The poem begins conversationally enough, describing how the persona's problems with life began as a child. The sentences are fairly choppy as we adjust to a reality where the persona, even as a child, had the power to incapacitate and beat whoever bothered him. The shift in perspective, from child to adult, is signaled through an increase in abstraction and convolution of syntax: "I don't trust the possibilities for intervention one learns as an adult, and besides, they don't work very well." The register also shifts as the diction elevates with "possibilities for intervention."  Yet, in the original, "Les possibilités d'intervention qu'on acquiert en devenant adulte, outre qu'elles ne vont pas loin, je m'en méfiais," the division of the syntax into three distinct phrases mimics the choppiness of the beginning, but that syntactic echo depends on an idiomatic French structure that does not have a good parallel in English. That middle phrase, "and besides," was the closest I could come to the original without sounding unintentionally awkward.

The persona then makes an intentionally awkward gesture to explain the superiority of his "sack session" over those adult skills of "intervention": "You don't offer a chair to someone in bed." The absurdity of the comparison suggests the persona's disdain for well-adjusted adults and carries with it a suggestion of weakness, which foreshadows the punchline to come as the persona shifts focus on the problem with his power.

Instead of extricating himself from unpleasant people, he finds that his power grants him "patience," which causes him to accept bad situations. However, he asks how else he might have survived a "depressing life, often poor, always under the elbows of others." Here, Michaux's absurd imagery undermines the pathos within which it is couched, so that it ironically mocks the speaker. Early in my process, I had translated those "elbows" as headlocks, thinking to render the image more concretely for an American audience, but that small change eliminates the irony, for "elbows" is an intentionally strange image for this persona's oppression.

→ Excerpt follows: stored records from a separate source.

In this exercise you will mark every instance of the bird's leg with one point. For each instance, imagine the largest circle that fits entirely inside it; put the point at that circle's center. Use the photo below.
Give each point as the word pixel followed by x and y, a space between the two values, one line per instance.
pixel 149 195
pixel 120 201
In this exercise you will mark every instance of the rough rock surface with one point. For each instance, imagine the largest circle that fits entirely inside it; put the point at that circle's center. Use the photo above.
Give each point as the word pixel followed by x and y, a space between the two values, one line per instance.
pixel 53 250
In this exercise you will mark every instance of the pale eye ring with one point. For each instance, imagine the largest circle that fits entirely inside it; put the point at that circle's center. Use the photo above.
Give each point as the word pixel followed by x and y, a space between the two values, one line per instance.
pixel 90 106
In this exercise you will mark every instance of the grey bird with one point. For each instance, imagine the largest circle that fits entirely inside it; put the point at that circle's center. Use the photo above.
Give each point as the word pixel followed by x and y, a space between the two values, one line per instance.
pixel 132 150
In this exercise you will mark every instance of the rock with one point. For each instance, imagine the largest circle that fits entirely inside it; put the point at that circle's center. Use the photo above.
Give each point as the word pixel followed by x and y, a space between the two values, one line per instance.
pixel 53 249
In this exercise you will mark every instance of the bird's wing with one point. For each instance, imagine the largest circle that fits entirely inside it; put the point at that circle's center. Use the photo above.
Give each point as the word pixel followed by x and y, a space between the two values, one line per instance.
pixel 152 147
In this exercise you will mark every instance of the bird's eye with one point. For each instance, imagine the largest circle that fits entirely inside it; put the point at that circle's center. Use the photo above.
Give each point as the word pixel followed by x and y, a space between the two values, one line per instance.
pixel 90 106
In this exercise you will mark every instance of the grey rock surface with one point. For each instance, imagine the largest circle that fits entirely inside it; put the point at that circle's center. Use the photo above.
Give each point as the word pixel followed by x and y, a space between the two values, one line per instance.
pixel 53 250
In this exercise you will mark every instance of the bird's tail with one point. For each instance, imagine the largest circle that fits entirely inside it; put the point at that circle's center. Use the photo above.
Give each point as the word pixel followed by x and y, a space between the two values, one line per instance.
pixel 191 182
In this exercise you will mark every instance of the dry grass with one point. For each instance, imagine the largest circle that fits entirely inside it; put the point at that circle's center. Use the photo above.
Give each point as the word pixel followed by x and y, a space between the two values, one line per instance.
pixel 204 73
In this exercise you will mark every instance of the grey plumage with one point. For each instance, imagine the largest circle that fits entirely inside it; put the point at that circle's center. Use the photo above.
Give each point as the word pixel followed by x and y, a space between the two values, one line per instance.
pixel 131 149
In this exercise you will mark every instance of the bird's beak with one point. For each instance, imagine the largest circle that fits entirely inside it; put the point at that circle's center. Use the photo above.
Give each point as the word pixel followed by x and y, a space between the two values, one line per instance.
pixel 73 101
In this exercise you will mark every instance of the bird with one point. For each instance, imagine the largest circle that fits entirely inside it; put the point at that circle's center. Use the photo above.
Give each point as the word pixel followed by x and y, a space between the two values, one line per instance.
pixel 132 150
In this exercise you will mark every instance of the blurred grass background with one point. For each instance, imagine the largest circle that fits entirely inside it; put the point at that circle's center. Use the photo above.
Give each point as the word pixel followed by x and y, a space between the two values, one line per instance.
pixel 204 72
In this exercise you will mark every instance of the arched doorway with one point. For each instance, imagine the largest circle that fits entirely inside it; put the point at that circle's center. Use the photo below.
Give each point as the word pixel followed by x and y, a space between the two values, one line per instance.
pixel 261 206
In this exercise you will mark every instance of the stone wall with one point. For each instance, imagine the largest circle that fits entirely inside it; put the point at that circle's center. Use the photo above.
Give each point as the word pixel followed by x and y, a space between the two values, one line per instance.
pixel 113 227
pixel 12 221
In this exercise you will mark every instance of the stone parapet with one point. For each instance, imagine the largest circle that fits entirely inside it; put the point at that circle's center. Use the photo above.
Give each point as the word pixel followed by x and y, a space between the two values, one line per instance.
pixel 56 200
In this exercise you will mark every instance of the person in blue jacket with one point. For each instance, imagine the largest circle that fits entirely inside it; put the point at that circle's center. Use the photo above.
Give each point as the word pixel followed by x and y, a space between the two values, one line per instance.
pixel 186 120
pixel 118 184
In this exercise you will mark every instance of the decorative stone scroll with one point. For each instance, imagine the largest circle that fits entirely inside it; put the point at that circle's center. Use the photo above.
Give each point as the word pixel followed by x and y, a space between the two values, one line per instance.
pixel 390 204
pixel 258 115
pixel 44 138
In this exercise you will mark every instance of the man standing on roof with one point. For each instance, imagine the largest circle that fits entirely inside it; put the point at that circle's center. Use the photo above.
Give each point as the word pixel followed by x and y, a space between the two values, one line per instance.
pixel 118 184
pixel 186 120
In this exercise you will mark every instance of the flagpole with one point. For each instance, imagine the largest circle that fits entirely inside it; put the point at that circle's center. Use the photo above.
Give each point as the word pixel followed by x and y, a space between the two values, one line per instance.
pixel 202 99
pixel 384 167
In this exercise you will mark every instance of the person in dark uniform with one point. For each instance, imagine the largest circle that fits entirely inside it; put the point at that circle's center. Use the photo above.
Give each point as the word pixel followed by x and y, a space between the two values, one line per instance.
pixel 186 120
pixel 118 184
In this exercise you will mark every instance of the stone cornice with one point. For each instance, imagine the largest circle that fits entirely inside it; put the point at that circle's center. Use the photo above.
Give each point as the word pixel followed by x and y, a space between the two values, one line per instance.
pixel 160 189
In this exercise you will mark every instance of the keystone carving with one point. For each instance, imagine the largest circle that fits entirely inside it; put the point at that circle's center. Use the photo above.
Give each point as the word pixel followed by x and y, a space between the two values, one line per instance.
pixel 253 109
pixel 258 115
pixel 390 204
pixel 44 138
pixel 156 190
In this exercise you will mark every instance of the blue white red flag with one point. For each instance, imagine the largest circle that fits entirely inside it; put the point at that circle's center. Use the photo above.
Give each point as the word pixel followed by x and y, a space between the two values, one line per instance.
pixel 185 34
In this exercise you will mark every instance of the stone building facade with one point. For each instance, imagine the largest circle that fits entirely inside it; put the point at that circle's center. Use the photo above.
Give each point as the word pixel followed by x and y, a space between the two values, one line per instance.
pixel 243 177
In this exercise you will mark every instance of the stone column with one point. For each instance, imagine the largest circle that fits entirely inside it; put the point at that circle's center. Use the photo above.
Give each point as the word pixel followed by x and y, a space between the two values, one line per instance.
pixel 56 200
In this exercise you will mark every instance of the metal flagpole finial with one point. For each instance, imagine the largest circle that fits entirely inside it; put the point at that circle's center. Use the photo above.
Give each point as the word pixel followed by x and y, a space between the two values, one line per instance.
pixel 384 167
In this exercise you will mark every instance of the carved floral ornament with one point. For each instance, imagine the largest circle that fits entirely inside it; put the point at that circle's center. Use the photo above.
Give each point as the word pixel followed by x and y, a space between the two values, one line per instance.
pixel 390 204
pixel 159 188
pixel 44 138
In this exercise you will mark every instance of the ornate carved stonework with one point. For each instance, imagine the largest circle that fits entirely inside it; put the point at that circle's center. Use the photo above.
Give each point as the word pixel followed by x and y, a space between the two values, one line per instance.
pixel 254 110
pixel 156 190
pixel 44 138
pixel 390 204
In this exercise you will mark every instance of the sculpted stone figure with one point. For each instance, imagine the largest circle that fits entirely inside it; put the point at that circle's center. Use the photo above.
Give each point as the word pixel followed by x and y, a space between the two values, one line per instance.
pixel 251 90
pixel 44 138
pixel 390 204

The next paragraph develops this strategy as it shifts into a recognizably historical reality: "How would I have been able to carry on for decades through so many tribulations, so many masters, near or far, through two wars, two long occupations by an armed people who believe in knocking down bowling pins." Suddenly we move from an imaginary that seems to bear little relation to the world we know to a 20th century Europe still traumatized by the great wars; in the same breath, the persona heightens the absurdity by characterizing the violence of the occupiers through a game. The absurdity of the image reduces the terror and suffering so that it is manageable, and that is the ultimate irony. The persona's mental powers, his sack session, grant him the ability to cope with anything as if it were a game, so he is stuck enduring the problems of life as he cannot both resolve them and enjoy his one exercise of power.